To evaluate the total amount of MLV capsid protein p30 within the three cell-free VPC harvests, a colorimetric ELISA assay was performed, depicted in Table 3. Average p30 concentrations of all three harvests (not shown in Table 3) were for MuPACK.e.LEGFP-N1 8.65 × 10⁴ ng/mL (±2.65 × 10⁴), for MuPACK.e.SB-LEGFP-N1 4.34 × 10⁴ ng/mL (±0.65 × 10⁴) and for MuPACK.e.SB-LEGFP-N1_mRNA 1.23 × 10⁵ ng/mL (±0.58 × 10⁵).

The different functional vector titers were likely to result from different transfer vector transcript amounts available for packaging into the vector particles. Thus, RT-qPCR was performed in duplicate using frozen cell-free samples from all VPC vector harvests and EGFP-specific primers. As illustrated in Figure 4, the mean amount of mRNA detected confirmed the trend observed in functional vector titers obtained from all three VPCs. MuPACK.e.SB-LEGFP-N1_mRNA (1.16 × 10¹⁰ to 2.78 × 10¹⁰ copies/mL) revealed the highest amount of packaged transcripts as compared to MuPACK.e.SB-LEGFP-N1 (6.60 × 10⁹ to 8.96 × 10⁹ copies/mL), while MuPACK.e.LEGFP-N1 yielded the lowest amounts of encapsidated mRNA (1.42 × 10⁹ to 4.16 × 10⁹ copies/mL).

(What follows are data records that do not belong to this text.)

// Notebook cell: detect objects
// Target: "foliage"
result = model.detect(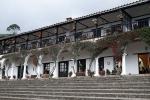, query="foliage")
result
[7,24,20,34]
[88,70,94,77]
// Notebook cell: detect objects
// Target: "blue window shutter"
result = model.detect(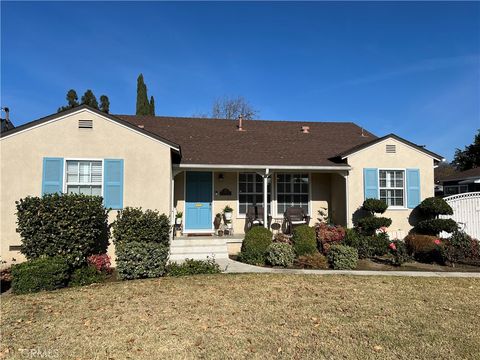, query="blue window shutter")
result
[42,158,63,195]
[407,169,420,209]
[363,168,378,199]
[103,159,123,210]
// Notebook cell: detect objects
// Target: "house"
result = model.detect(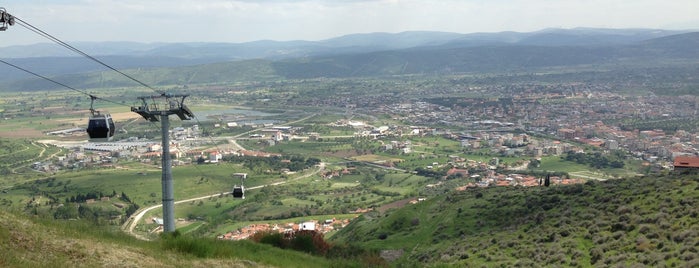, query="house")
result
[673,156,699,174]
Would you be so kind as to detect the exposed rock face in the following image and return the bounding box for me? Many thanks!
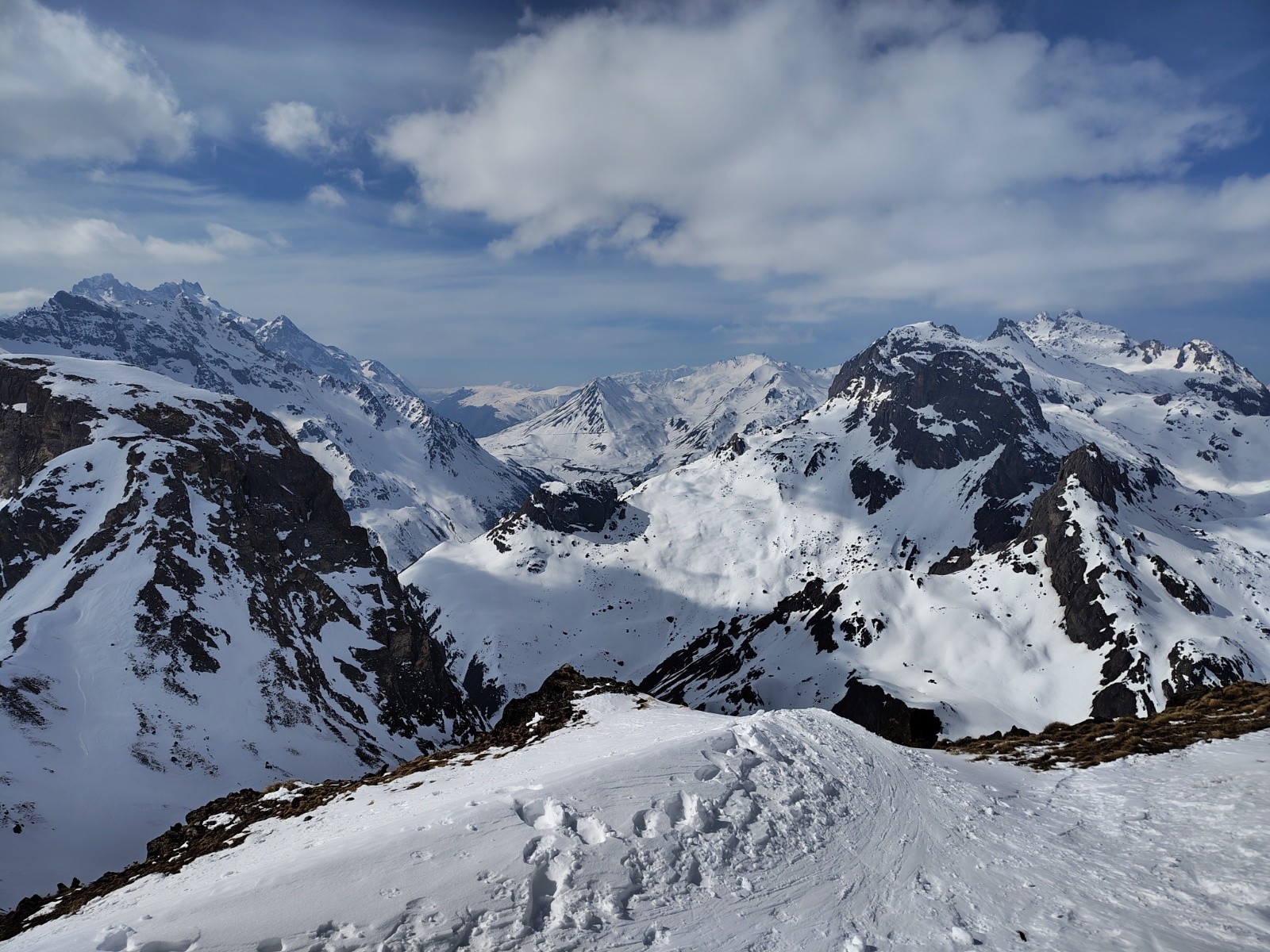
[1160,641,1253,703]
[0,274,542,569]
[1021,443,1133,649]
[489,480,618,551]
[0,359,100,497]
[0,357,481,891]
[404,311,1270,736]
[848,459,904,516]
[829,325,1049,470]
[974,438,1058,548]
[832,678,944,747]
[640,579,887,713]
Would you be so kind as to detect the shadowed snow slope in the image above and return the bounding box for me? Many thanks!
[402,313,1270,743]
[419,382,580,436]
[481,354,833,482]
[5,694,1270,952]
[0,274,540,567]
[0,355,472,905]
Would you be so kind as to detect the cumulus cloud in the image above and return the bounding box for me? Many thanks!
[379,0,1270,309]
[0,288,52,313]
[256,103,337,157]
[305,186,348,208]
[0,214,269,264]
[0,0,194,163]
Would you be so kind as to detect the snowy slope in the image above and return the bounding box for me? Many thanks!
[402,315,1270,743]
[0,274,540,567]
[5,694,1270,952]
[481,354,833,484]
[419,382,580,436]
[0,355,475,906]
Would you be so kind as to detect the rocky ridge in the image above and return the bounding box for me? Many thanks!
[0,274,542,567]
[402,313,1270,740]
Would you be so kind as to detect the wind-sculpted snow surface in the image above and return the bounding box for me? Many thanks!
[6,696,1270,952]
[402,313,1270,740]
[0,355,478,905]
[0,274,541,567]
[481,354,832,485]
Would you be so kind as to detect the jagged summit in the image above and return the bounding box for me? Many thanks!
[0,355,480,905]
[402,311,1270,736]
[0,274,541,567]
[481,354,832,485]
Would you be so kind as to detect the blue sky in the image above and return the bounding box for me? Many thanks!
[0,0,1270,386]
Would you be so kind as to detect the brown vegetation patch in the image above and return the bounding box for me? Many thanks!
[936,681,1270,770]
[0,665,644,942]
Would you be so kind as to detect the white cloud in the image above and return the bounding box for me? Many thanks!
[256,103,337,157]
[0,0,194,163]
[0,288,52,313]
[305,186,348,208]
[389,202,421,228]
[0,214,269,264]
[379,0,1270,311]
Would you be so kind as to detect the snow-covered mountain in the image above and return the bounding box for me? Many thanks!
[419,382,579,436]
[481,354,833,484]
[402,311,1270,743]
[0,274,541,567]
[5,675,1270,952]
[0,352,480,906]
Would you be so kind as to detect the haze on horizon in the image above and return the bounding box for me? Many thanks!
[0,0,1270,386]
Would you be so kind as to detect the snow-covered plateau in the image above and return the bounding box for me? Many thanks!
[4,694,1270,952]
[402,313,1270,744]
[0,355,479,905]
[480,354,834,485]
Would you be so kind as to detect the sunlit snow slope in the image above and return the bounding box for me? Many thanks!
[481,354,833,484]
[402,313,1270,743]
[0,355,474,906]
[0,274,540,567]
[5,696,1270,952]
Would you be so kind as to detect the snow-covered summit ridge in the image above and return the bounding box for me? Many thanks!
[0,274,538,566]
[6,694,1270,952]
[402,309,1270,736]
[481,354,833,485]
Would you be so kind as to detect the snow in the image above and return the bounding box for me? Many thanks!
[5,696,1270,952]
[0,274,538,567]
[0,355,462,906]
[480,354,834,485]
[402,319,1270,736]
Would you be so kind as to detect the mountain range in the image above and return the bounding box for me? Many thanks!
[0,274,542,567]
[402,311,1270,743]
[480,354,833,486]
[0,275,1270,934]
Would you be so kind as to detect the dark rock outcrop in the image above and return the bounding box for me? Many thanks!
[832,678,944,747]
[829,328,1049,470]
[851,459,904,516]
[1020,443,1133,649]
[0,358,480,770]
[1160,641,1251,704]
[487,480,618,552]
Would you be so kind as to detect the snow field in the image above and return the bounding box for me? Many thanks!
[5,696,1270,952]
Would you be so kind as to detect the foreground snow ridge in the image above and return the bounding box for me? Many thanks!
[6,694,1270,952]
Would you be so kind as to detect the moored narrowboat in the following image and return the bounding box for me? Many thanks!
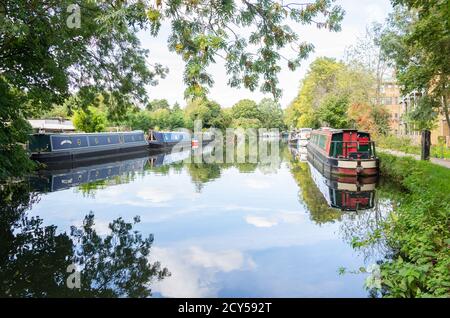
[307,128,379,176]
[309,163,378,211]
[28,130,148,165]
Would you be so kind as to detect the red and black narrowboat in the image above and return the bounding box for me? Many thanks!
[307,128,379,176]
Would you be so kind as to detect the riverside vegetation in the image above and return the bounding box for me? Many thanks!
[352,154,450,297]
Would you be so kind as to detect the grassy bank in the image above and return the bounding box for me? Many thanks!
[374,154,450,297]
[376,135,450,159]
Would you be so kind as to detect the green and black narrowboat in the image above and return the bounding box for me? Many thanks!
[307,128,379,176]
[148,130,192,150]
[28,130,148,165]
[309,163,378,211]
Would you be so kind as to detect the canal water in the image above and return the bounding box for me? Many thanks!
[0,145,391,297]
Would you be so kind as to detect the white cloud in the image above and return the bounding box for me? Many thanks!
[244,177,270,190]
[136,187,174,203]
[245,216,278,227]
[139,0,391,107]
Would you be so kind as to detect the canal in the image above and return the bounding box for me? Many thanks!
[0,145,392,297]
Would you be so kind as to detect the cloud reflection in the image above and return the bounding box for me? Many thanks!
[151,246,256,298]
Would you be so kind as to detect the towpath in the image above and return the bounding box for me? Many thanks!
[377,148,450,169]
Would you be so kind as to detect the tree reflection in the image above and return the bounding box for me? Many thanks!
[0,182,170,297]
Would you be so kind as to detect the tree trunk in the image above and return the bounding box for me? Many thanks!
[441,96,450,130]
[420,130,431,160]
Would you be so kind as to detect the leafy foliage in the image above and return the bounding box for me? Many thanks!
[317,96,348,128]
[381,0,450,143]
[356,154,450,297]
[72,106,107,133]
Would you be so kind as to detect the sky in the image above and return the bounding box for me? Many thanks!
[139,0,392,108]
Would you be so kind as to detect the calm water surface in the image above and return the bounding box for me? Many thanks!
[1,147,389,297]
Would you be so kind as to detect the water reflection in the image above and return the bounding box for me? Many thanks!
[0,182,170,297]
[0,142,396,297]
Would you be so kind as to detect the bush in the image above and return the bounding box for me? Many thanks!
[375,135,450,159]
[72,106,108,133]
[368,154,450,297]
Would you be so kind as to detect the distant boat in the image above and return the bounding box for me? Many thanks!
[28,130,148,165]
[307,128,379,176]
[289,128,312,147]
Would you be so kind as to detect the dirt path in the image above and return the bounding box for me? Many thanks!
[377,148,450,169]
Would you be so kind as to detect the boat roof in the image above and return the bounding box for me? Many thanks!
[32,130,144,136]
[313,127,368,134]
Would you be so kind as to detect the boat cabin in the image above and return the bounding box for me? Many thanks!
[310,129,375,159]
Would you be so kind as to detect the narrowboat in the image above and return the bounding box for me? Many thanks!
[289,128,312,147]
[309,163,378,211]
[148,130,191,150]
[307,128,379,176]
[28,131,148,165]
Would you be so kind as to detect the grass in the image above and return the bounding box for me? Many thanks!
[366,154,450,297]
[376,135,450,159]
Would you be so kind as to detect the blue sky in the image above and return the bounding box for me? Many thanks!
[139,0,392,107]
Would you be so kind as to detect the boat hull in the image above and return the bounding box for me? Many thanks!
[307,144,379,176]
[31,143,148,167]
[148,140,191,150]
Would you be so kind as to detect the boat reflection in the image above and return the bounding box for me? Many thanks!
[308,162,378,211]
[30,148,208,192]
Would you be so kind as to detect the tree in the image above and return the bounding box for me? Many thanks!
[145,99,170,111]
[346,22,392,105]
[124,109,155,132]
[0,182,170,298]
[231,99,260,119]
[382,0,450,158]
[150,108,170,129]
[185,98,222,129]
[285,57,373,128]
[317,95,349,128]
[72,106,108,133]
[231,117,262,129]
[0,0,165,177]
[347,103,390,136]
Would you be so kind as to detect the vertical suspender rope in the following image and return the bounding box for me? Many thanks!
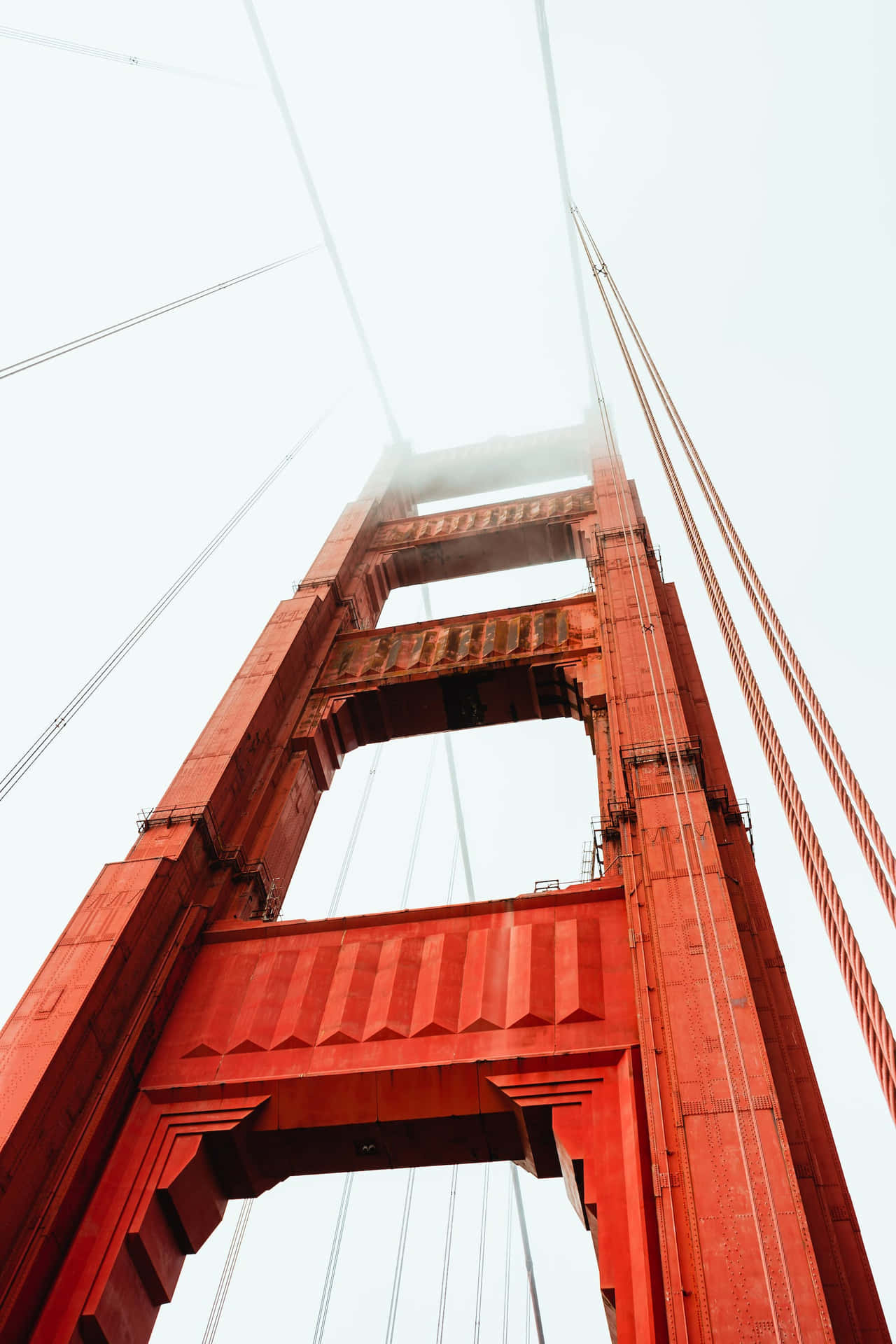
[473,1163,491,1344]
[583,222,896,923]
[386,738,437,1344]
[386,1167,416,1344]
[326,742,386,919]
[435,1163,458,1344]
[501,1168,513,1344]
[203,1199,254,1344]
[312,1172,355,1344]
[203,720,383,1344]
[510,1163,544,1344]
[243,0,402,444]
[575,211,896,1119]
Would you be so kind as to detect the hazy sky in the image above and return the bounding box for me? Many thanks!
[0,0,896,1344]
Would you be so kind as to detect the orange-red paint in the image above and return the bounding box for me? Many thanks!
[0,430,889,1344]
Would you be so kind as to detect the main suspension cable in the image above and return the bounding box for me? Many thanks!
[535,0,596,408]
[501,1167,513,1344]
[573,207,896,1119]
[0,24,253,89]
[0,244,323,378]
[583,222,896,923]
[243,0,402,444]
[0,403,339,801]
[402,736,438,910]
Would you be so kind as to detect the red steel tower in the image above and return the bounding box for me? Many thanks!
[0,428,889,1344]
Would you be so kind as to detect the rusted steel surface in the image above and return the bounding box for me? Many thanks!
[314,596,601,692]
[0,428,888,1344]
[372,486,594,587]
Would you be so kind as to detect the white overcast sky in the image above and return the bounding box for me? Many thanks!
[0,0,896,1344]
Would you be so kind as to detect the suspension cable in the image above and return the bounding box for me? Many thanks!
[0,403,339,801]
[573,207,896,1119]
[402,736,438,910]
[0,24,253,89]
[583,223,896,923]
[326,742,386,919]
[510,1163,544,1344]
[535,0,596,408]
[386,1167,416,1344]
[501,1164,513,1344]
[435,1163,458,1344]
[312,1172,355,1344]
[588,291,795,1341]
[473,1163,491,1344]
[243,0,402,444]
[203,1199,254,1344]
[0,244,323,378]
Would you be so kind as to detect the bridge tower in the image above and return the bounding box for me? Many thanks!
[0,428,889,1344]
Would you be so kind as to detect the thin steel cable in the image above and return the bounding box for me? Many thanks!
[312,1172,355,1344]
[435,1164,458,1344]
[591,354,795,1344]
[473,1163,491,1344]
[586,239,896,923]
[510,1163,544,1344]
[386,1167,416,1344]
[501,1168,513,1344]
[421,583,475,900]
[0,244,323,378]
[576,212,896,1121]
[203,1199,254,1344]
[535,0,595,408]
[582,225,811,1338]
[0,403,339,801]
[0,24,253,89]
[444,836,461,906]
[243,0,402,444]
[400,738,438,910]
[326,742,386,919]
[566,225,699,1341]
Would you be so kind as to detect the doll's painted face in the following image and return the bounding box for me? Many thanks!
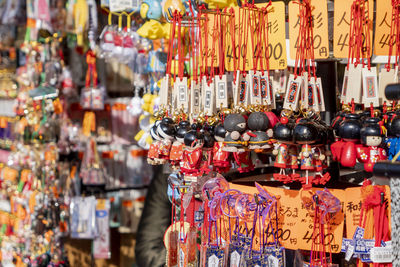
[365,136,382,146]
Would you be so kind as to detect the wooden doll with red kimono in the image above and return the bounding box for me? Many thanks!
[331,113,362,168]
[181,130,204,177]
[169,121,190,169]
[357,118,387,172]
[293,120,318,189]
[272,117,297,183]
[213,124,231,173]
[200,130,214,174]
[157,118,175,164]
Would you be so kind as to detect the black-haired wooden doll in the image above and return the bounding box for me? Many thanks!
[272,117,297,183]
[213,124,231,173]
[169,121,190,169]
[293,121,318,188]
[358,118,387,172]
[181,130,204,177]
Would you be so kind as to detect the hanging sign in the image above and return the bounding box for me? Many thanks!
[230,184,345,253]
[289,0,330,59]
[333,0,374,58]
[374,0,394,56]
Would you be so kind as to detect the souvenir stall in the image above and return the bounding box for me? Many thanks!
[0,0,400,267]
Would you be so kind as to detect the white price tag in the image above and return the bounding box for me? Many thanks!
[362,67,379,107]
[283,74,303,111]
[344,245,354,261]
[370,247,393,263]
[110,0,133,12]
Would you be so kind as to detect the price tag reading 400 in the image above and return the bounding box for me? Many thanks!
[333,0,374,58]
[289,0,330,59]
[374,0,394,56]
[257,2,287,70]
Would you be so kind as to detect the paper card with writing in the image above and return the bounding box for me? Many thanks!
[260,73,271,105]
[110,0,133,12]
[171,81,178,110]
[232,71,242,106]
[343,64,362,104]
[300,72,308,109]
[304,77,319,111]
[215,74,229,108]
[283,74,303,111]
[239,73,253,106]
[267,77,276,109]
[362,67,379,107]
[379,67,398,105]
[190,80,201,115]
[249,70,261,105]
[340,68,349,103]
[277,69,289,94]
[174,77,189,112]
[202,77,216,116]
[315,78,325,112]
[159,75,171,107]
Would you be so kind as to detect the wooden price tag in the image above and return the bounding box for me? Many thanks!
[190,80,201,114]
[283,74,303,111]
[304,77,319,111]
[289,0,330,59]
[300,72,308,108]
[374,0,395,56]
[215,74,229,108]
[333,0,374,58]
[344,185,391,238]
[159,75,171,106]
[260,73,271,105]
[202,77,215,116]
[174,77,189,112]
[362,67,379,107]
[342,64,362,104]
[379,67,398,105]
[256,1,287,69]
[315,78,325,112]
[247,70,261,105]
[230,184,345,253]
[232,71,242,106]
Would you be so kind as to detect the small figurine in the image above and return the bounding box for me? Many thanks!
[272,117,297,182]
[200,129,214,174]
[157,118,175,164]
[169,121,190,169]
[181,130,203,177]
[293,121,318,188]
[358,118,387,172]
[213,124,231,173]
[331,113,362,167]
[147,121,161,165]
[224,113,250,152]
[246,112,272,150]
[386,114,400,160]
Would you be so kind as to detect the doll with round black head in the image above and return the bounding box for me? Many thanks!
[358,118,387,172]
[224,113,250,152]
[200,128,214,174]
[147,121,161,165]
[272,117,297,183]
[246,112,272,150]
[157,118,175,164]
[213,124,231,173]
[385,114,400,160]
[331,113,362,168]
[169,121,190,169]
[181,130,204,178]
[293,121,318,188]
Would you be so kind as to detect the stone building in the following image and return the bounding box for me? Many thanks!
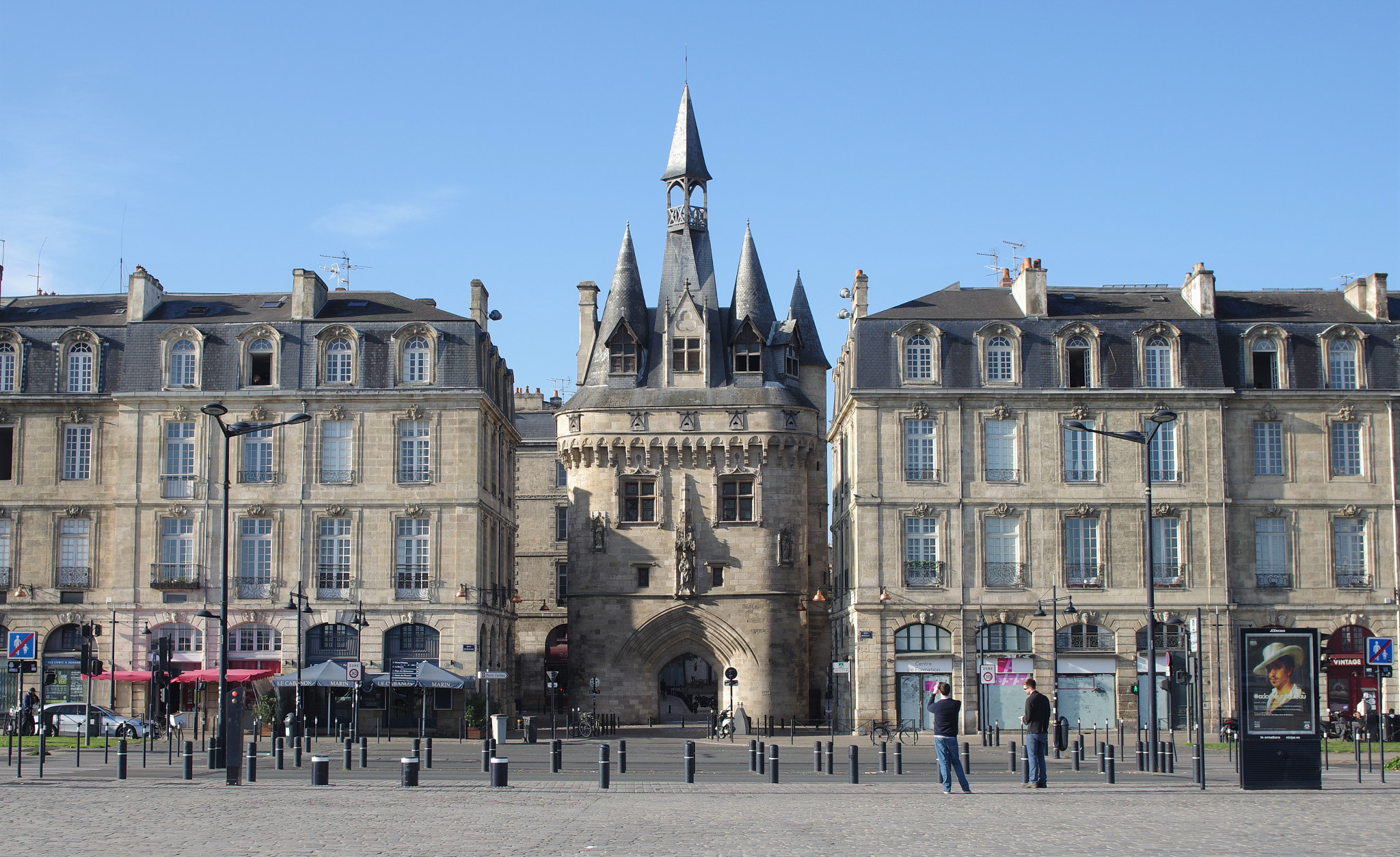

To enable vector production at a larger scale, a cultivation in STR was examined with the most productive stable VPC MuPACK.SB-LEGFP.N1_mRNA. Cells were cultivated for 10 days in 500 mL Dynamis™ medium supplemented with 8 mM L-glutamine in the absence of antibiotics and medium change as described in detail in materials and methods as well as in Table 1. Figure 5 shows the retroviral vector titers detected in NIH/3T3 cells during a 10 days STR procedure. The VPC culture revealed increasing productivity up to day 6. As illustrated in Figure 5A and at the onset of the culture process, the titers were rather low with about 1 × 10⁵ TU/mL correlating with the low VCD of less than 2 × 10⁶ cells/mL. With increasing VCDs up to 6 × 10⁶ cells/mL (Figure 5B) the transduction-competent particle numbers also increased, generating titers of up to 2.81 × 10⁶ TU/mL in NIH/3T3 cells at day 6. From day 6 to day 7, productivity stayed on a small plateau and from day 7 on, the VCDs continuously decreased to 3.72 × 10⁶ cells/mL resulting in declining titers of 2.04 × 10⁶ TU/mL down to 1.4 × 10⁵ TU/mL at the end of the STR process on day 10. A linear scalability was observed until day 6 of production remaining then on a plateau. From day 8 on and as no medium exchange was performed, the vector production rate, as well as vector titer, dropped in correlation with the decline in VCDs and viability, respectively. While osmolality slightly decreased over time from 249 to 212 mOsm, pH values remained considerably stable around 7.0 (+deadband) throughout the process (Figure 5C).